Apparel designed to protect wearer’s privacy

Privacy protection apparel gains momentum as brands work to shield consumers from artificial intelligence and photographs. Jessica Owen reports.

We live in a digital era. Not only do we have computers, social media and smartphones with built-in high-definition cameras, but we are watched by millions of CCTV systems – many of which are upgraded with the latest artificial intelligence (AI) technology.

While most of these systems are designed for entertainment or for our own safety, many people are uncomfortable with this level of surveillance. That’s why a new form of camouflage clothing to protect consumers from AI and unauthorised photographs is being developed by fashion brands.

Saif Siddiqui, founder of the technology and fashion brand Ishu, says: “In a world where everyone has a high-quality camera in their phone and social media platforms, there is a set of people that value privacy and don’t want to be seen.”

For these people, a line of garments that can block out unwanted flashes and ‘outsmart the spotlight’ have been developed by Ishu in collaboration with the luxury fashion brand Balr. The companies say the clothes are made from textiles containing thousands of nano-spherical crystals that reflect a camera’s flash. The result is an image where the wearer is blacked out.

This ‘anti-paparazzi’ collection comprises hoodies, T-shirts, backpacks, trainers and puffer jackets and have been a long time in the making considering the more complicated manufacturing process required to make the line, says Siddiqui.

He adds: “Respectfully, it’s not just a T-shirt brand with a logo. The technology – and merging it into fabrics – is a complicated process. We believe over time as the companies grow, we will be able to offer an even wider range of products to the masses.”

Meanwhile, garments that confuse AI technology have been developed by the Japanese company Unlabeled. Founded in 2019, the team is using a technique called adversarial example that triggers AI technology to unrecognise a person.

Naoki Tanaka, founder and creative director of Unlabeled, says: “The idea came from when I took a taxi and saw an advertising sign inside. The sign had a camera to recognise the passenger’s gender and age to choose suitable ads for the passenger.”

He adds: “I was uncomfortable with being unilaterally classified by AI and there is no permission or agreement to use personal data like that. So we came up with using the adversarial example technique for clothing.”

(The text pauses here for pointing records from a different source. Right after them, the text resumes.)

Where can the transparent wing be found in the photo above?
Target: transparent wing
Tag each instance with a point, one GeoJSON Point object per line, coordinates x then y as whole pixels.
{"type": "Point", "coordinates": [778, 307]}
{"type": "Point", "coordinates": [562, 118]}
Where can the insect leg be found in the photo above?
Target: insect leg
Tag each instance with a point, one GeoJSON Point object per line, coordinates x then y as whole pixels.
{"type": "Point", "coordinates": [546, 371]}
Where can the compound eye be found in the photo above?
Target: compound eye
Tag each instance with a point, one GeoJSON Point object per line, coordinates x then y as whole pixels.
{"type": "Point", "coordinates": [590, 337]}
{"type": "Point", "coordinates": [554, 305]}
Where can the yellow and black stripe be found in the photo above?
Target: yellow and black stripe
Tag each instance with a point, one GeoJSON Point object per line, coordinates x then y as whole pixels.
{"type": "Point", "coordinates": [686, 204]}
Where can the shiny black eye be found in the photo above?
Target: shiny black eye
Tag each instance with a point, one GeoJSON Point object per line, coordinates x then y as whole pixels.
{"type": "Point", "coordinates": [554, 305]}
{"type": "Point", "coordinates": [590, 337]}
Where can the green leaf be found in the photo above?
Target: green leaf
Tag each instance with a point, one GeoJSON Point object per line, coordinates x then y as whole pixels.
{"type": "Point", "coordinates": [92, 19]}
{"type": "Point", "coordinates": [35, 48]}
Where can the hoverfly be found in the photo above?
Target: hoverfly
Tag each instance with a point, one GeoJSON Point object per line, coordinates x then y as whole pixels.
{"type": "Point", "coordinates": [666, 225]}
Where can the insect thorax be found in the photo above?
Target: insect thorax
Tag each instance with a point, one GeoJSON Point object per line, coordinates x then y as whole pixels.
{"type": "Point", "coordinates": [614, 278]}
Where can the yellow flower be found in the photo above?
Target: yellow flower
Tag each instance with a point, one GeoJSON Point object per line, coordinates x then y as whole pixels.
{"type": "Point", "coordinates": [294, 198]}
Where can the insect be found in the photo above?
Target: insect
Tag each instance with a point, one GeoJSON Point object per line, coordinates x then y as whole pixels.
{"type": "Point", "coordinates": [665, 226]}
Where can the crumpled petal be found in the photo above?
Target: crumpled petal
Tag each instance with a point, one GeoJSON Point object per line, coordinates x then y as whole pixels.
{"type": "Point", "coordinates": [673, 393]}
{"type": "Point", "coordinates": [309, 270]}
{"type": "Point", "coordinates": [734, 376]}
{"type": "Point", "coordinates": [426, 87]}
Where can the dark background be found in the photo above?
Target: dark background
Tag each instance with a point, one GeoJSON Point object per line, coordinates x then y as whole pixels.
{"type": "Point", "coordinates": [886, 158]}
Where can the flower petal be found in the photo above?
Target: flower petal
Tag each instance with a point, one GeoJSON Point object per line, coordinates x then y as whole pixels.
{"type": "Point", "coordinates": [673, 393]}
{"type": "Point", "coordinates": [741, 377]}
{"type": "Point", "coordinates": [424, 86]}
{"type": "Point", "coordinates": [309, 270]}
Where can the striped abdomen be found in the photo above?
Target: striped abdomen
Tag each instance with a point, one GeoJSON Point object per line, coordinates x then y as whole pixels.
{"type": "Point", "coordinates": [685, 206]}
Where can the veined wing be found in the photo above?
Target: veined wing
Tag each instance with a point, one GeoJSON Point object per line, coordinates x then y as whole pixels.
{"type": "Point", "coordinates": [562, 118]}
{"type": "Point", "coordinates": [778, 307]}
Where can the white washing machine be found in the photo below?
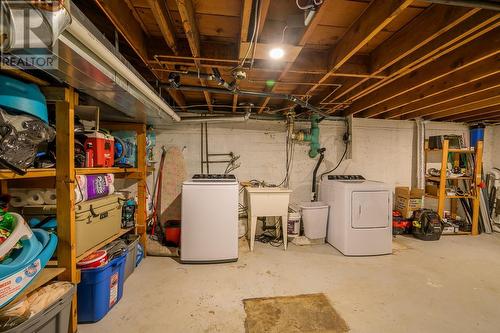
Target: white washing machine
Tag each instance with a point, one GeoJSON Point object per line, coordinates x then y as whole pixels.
{"type": "Point", "coordinates": [209, 228]}
{"type": "Point", "coordinates": [360, 218]}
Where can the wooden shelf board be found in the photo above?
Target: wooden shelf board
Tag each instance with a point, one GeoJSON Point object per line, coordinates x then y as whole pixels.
{"type": "Point", "coordinates": [46, 275]}
{"type": "Point", "coordinates": [459, 233]}
{"type": "Point", "coordinates": [31, 173]}
{"type": "Point", "coordinates": [450, 196]}
{"type": "Point", "coordinates": [94, 171]}
{"type": "Point", "coordinates": [452, 150]}
{"type": "Point", "coordinates": [41, 173]}
{"type": "Point", "coordinates": [437, 179]}
{"type": "Point", "coordinates": [103, 243]}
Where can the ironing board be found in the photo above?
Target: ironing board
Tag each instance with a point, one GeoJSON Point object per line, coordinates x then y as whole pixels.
{"type": "Point", "coordinates": [174, 174]}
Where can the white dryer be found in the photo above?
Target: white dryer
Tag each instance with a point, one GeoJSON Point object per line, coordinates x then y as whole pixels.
{"type": "Point", "coordinates": [360, 218]}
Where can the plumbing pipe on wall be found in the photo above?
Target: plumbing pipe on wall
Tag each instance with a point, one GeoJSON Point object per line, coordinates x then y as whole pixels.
{"type": "Point", "coordinates": [312, 137]}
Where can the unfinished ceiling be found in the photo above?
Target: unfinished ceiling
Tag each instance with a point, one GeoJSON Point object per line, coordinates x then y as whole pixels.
{"type": "Point", "coordinates": [381, 59]}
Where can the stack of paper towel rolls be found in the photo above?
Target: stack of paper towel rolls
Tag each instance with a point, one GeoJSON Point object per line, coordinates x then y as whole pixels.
{"type": "Point", "coordinates": [87, 188]}
{"type": "Point", "coordinates": [32, 197]}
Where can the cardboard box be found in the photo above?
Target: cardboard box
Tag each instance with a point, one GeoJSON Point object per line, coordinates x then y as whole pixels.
{"type": "Point", "coordinates": [432, 190]}
{"type": "Point", "coordinates": [407, 201]}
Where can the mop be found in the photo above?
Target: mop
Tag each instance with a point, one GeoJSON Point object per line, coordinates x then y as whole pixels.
{"type": "Point", "coordinates": [154, 246]}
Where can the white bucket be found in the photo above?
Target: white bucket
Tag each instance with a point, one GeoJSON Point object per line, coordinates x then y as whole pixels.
{"type": "Point", "coordinates": [315, 219]}
{"type": "Point", "coordinates": [293, 225]}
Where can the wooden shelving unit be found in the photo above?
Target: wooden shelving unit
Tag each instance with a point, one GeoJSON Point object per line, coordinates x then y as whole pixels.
{"type": "Point", "coordinates": [443, 179]}
{"type": "Point", "coordinates": [103, 243]}
{"type": "Point", "coordinates": [63, 178]}
{"type": "Point", "coordinates": [45, 276]}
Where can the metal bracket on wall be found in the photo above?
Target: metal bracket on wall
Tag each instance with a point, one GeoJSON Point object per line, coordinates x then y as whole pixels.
{"type": "Point", "coordinates": [349, 120]}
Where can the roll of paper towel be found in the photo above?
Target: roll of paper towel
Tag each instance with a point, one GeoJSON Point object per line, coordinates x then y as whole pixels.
{"type": "Point", "coordinates": [35, 198]}
{"type": "Point", "coordinates": [49, 196]}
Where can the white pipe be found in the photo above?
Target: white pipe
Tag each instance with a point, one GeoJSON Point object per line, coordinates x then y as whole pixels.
{"type": "Point", "coordinates": [86, 38]}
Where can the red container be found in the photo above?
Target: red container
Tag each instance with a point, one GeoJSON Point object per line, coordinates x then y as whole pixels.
{"type": "Point", "coordinates": [99, 150]}
{"type": "Point", "coordinates": [173, 233]}
{"type": "Point", "coordinates": [96, 259]}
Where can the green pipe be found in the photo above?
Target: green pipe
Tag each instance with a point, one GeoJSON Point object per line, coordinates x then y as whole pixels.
{"type": "Point", "coordinates": [313, 137]}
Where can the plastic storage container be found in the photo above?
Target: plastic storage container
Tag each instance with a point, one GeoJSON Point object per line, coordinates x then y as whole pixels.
{"type": "Point", "coordinates": [54, 319]}
{"type": "Point", "coordinates": [476, 134]}
{"type": "Point", "coordinates": [100, 289]}
{"type": "Point", "coordinates": [130, 263]}
{"type": "Point", "coordinates": [314, 218]}
{"type": "Point", "coordinates": [293, 225]}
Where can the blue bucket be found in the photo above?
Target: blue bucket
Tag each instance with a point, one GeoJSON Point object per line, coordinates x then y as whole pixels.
{"type": "Point", "coordinates": [476, 134]}
{"type": "Point", "coordinates": [22, 97]}
{"type": "Point", "coordinates": [100, 289]}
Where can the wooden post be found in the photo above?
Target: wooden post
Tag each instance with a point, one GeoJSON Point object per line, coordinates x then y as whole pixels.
{"type": "Point", "coordinates": [454, 201]}
{"type": "Point", "coordinates": [141, 184]}
{"type": "Point", "coordinates": [477, 189]}
{"type": "Point", "coordinates": [442, 181]}
{"type": "Point", "coordinates": [65, 183]}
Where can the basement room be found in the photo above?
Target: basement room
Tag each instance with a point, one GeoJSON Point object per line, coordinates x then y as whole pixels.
{"type": "Point", "coordinates": [249, 166]}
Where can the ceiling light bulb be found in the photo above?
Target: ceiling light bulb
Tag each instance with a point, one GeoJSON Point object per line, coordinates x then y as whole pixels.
{"type": "Point", "coordinates": [276, 53]}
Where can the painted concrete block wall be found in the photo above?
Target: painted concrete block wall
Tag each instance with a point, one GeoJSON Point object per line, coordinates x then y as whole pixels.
{"type": "Point", "coordinates": [382, 150]}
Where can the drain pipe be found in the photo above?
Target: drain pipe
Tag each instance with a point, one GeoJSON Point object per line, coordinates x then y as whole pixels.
{"type": "Point", "coordinates": [489, 5]}
{"type": "Point", "coordinates": [321, 152]}
{"type": "Point", "coordinates": [312, 137]}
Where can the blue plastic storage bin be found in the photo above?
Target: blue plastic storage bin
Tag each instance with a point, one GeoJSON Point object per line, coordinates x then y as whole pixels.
{"type": "Point", "coordinates": [100, 289]}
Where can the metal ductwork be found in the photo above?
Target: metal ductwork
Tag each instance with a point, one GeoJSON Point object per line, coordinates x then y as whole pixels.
{"type": "Point", "coordinates": [87, 61]}
{"type": "Point", "coordinates": [220, 119]}
{"type": "Point", "coordinates": [232, 90]}
{"type": "Point", "coordinates": [48, 20]}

To do this, a small amount of visual noise is added to a design, which is then printed onto the product. By adding this noise to the original input image, calculating how much the recognition rate reduces and iteratively optimising the image so that the recognition rate reduces, the team can generate an image that fools the AI classification model.

So far, the team says it has applied its adversarial example-enhanced designs to bags, sweatshirts and hoodies, which have shown a 70% success rate at deceiving AI. And in future, the team would like to expand its applications to protect gender identity and children.

Tanaka says: “By wearing these patterns, people can choose if they want to be recognised. It’s a kind of awareness project and a speculative art. Making awareness and causing discussion that we have rights to protect our identity and privacy is important.”